いくら田舎とは言え、習い事がそろばんしか無かった訳ではない。ヤマハ音楽教室でドラムを習う友人もいた。
数ある選択肢の中で選んだ「そろばん」
兄がやっていたからという理由で始めた。 兄は兄で近所の友達がやっていたから始めた。
必要に応じて始める学習塾や親の方針で始める習い事でなければ、始めるきっかけなんて そんなもんだろう。
級が上がるごとに賞状がもらえたことが嬉しく、賞状をもらうためにそろばんに打ち込んだ結果、教室の名を世に売るための大会選抜チームに選ばれた。
大会選抜チームは同じ小学校の3名で、自分はその中で最も成績が悪かった。大会で出題される問題は「乗算(かけ算)」「除算(割り算)」「見取り算(足し算引き算)」「暗算」であり、見取り算と暗算が特に苦手だった。
暗算については頭のなかにそろばんをイメージして計算を行うのだが、どういうわけかイメージの中に巨大な鬼が現れ、そろばんをガタガタにしてしまうため、頭のなかにイメージはせず、一桁ずつ計算を行う方式をとっていた。

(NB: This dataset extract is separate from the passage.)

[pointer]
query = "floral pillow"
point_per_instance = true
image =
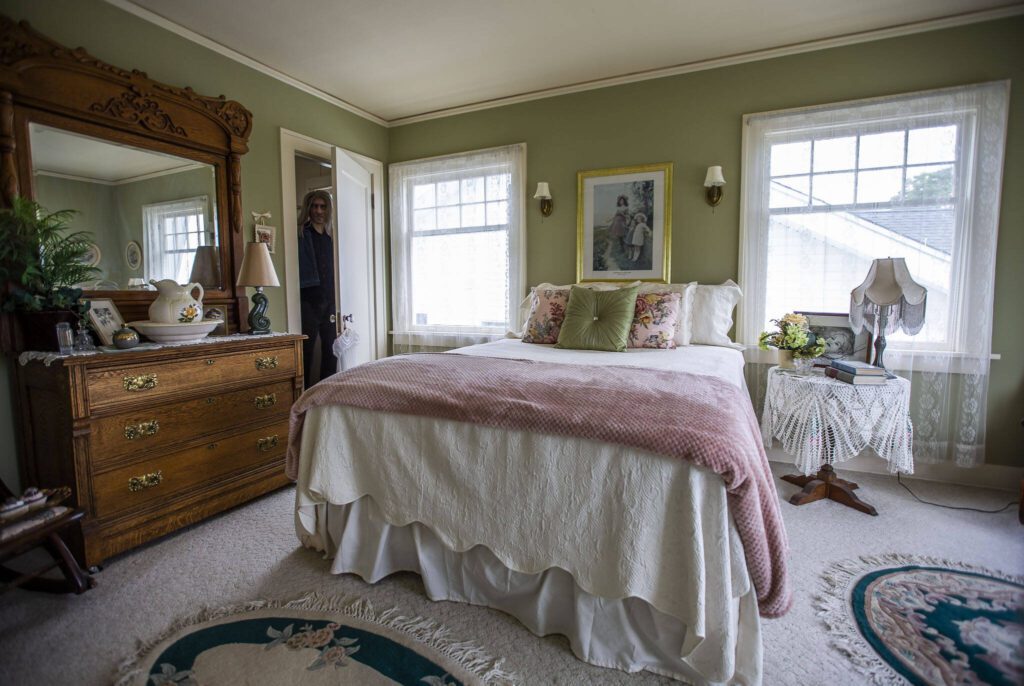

そろばん教室の先生(40代独身女性・茶髪でソバージュ・Gショック)に、暗算をしていると鬼が現れることを伝えた所、「コイツはアカン」と思われたのか、暗算はいいから見取り算を頑張るように言われた。
その時に渡されたテキストが「見取り算病院」というショッキングな名前で、表紙が救急車でした。もう一度あの表紙を見たいのですが、Amazonでも売っておらず画像検索にも出てきません。